Putus asa

185 19 1
                                    

"Jadi, apa yang kau ingin katakan denganku?" Saat ini Nagisa serta Okuda berada di dalam hutan tak jauh dari tempat mereka berkemah.

Nagisa menatapnya.
Okuda Manami menunduk gugup.

"Na-Nagisa.. aku.. jatuh cinta kepada Karma-kun." Okuda Manami mengakuinya. Nagisa terdiam mencoba mencerna perkataan gadis itu. Dia tertawa kecil.

"Aku juga sudah tahu. Lalu?" Ucap Nagisa tidak yakin.

"Aku akan berjuang untuk mendapatkan cintanya, dan tidak akan mengalah padamu." Ujar Okuda.

Nagisa mengangkat alisnya. Sejak kapan Okuda Manami mengalah padanya? Bukankah dia sudah menang?

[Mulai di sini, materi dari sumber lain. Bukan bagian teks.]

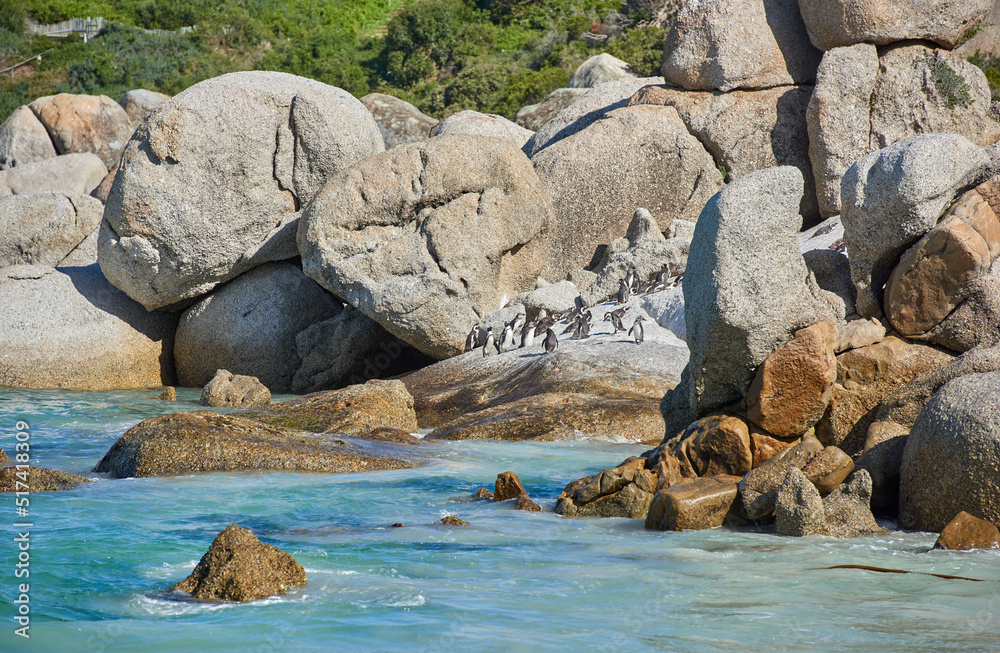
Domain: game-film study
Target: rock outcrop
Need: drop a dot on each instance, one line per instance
(639, 156)
(251, 326)
(45, 229)
(399, 121)
(355, 410)
(722, 45)
(837, 23)
(952, 454)
(428, 238)
(239, 567)
(473, 123)
(212, 182)
(226, 389)
(71, 329)
(23, 139)
(85, 123)
(894, 196)
(203, 441)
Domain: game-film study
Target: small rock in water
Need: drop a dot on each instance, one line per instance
(508, 486)
(239, 567)
(966, 532)
(525, 503)
(228, 389)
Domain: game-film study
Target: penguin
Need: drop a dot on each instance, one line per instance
(506, 338)
(551, 342)
(488, 343)
(623, 292)
(528, 335)
(472, 340)
(637, 328)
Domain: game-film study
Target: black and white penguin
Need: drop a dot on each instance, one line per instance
(551, 342)
(472, 340)
(637, 329)
(528, 335)
(624, 292)
(488, 343)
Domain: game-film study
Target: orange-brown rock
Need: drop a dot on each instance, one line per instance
(525, 503)
(695, 504)
(933, 277)
(865, 377)
(85, 123)
(763, 446)
(792, 388)
(354, 410)
(966, 532)
(828, 469)
(239, 567)
(717, 444)
(508, 486)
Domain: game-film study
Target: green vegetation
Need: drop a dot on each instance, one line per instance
(948, 83)
(493, 56)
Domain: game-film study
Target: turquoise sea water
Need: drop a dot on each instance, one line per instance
(102, 556)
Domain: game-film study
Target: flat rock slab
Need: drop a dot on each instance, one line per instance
(203, 441)
(354, 410)
(605, 384)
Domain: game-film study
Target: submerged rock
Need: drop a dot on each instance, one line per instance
(354, 410)
(237, 390)
(239, 567)
(202, 441)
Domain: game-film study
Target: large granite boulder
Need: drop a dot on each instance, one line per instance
(71, 329)
(742, 303)
(250, 326)
(399, 121)
(604, 385)
(354, 410)
(644, 248)
(721, 45)
(894, 196)
(85, 123)
(533, 116)
(865, 101)
(139, 103)
(837, 23)
(239, 567)
(203, 441)
(952, 455)
(45, 229)
(211, 184)
(640, 156)
(593, 105)
(70, 174)
(746, 131)
(473, 123)
(428, 238)
(599, 69)
(23, 139)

"Kau sudah menang sedari awal Okuda-san. Haruskah aku mengingatkanmu lagi kejadian kalian berciuman di atas ranjang? Maafkan aku Okuda-san.. aku tidak ada waktu lagi untuk itu.." Ucap Nagisa sambil membalikkan badannya.

"Tunggu, kau sudah mengingat kejadian saat itu?" Okuda bertanya sedikit terkejut.

"Ya aku sudah mengingatnya." Jawab Nagisa. Semua kenangannya semasa 3 SMP. Dia sudah mendapatkan kembali ingatannya.

"Termasuk mengenai misi?" Okuda memastikan.

Nagisa sedikit heran, untuk apa gadis di depannya membahas mengenai misi itu? Apa gadis itu ingin pamer dapat membuat ramuan serta menghabiskan waktu dengan pemuda berambut merah itu?

"Iya, aku sudah mengingat semuanya Okuda-san. Termasuk saat Bitc- maksudku Irina-san menciumiku. Kenapa?" Nagisa menatap mata violet itu.

Okuda Manami menggeleng, dia mengembalikan topik ke semula, "Tapi kau tidak tahu Kar-"

"Sudahlah Okuda-san." Nagisa memotong perkataan gadis itu, dia berbalik badan, "aku sudah tidak ingin membahas ini lagi."  Ucap Nagisa sambil melangkah pergi meninggalkan gadis itu.

.
.

Seluruh alumni kelas E duduk melingkar mengelilingi api unggun mereka bernyanyi, bercerita bercengkrama.

Malam semakin larut, membuat suasana menginap kian menyenangkan. Untungnya berkat penemuan Itona tidak ada nyamuk yang mendekat meskipun tidak memakai lotion anti nyamuk.

Para gadis sudah masuk ke dalam kelas untuk tidur di sana, sedangkan pria memakai ruang bahasa.

Nagisa memandang langit malam, dia melihat ke arah bulan yang sudah hampir utuh itu. Entah sudah berapa jam dia berada di luar memandang ke arah bulan.

"Nagisa?" Dia menoleh saat namanya dipanggil.

"Akabane-san? Aku kira kau sudah tidur." Tanya Nagisa. Karma menautkan alisnya mendengar perkataan itu. Dia duduk tepat di samping gadis itu. Dia tidak peduli gadis itu memberikannya izin atau tidak.

"Kenapa kau memanggilku Akabane? Ingatanmu belum kembali kah? Seingatku kau memanggilku Karma-kun sejak kita di gedung utama." Tanya Karma.

"Namamu Akabane kan? Ingatanku sudah kembali, jadi kau tidak usah khawatir tentang itu." Nagisa tersenyum.

"Kalau begitu aku minta maaf." Ucap Karma.

"Maaf? Memangnya kamu punya salah denganku?" Nagisa terdiam menatap pria di sebelahnya.

Karma menatap manik biru permata milik gadis itu. Dia menyadari ada sesuatu yang hilang. Binar itu hilang.

"Aku yakin kau paham apa maksudku. Aku serius.. Aku ingin memulai semuanya-" Perkataan Karma terhenti.

"Aku juga serius. Aku tidak ingat apa salahmu, lagipula aku sudah memaafkan mu. Jawab Nagisa.

"Kau tidak bisa memaafkan seseorang bila kau lupa kesalahan orang lain Nagisa. Apa itu artinya kau marah padaku?" Tanya Karma.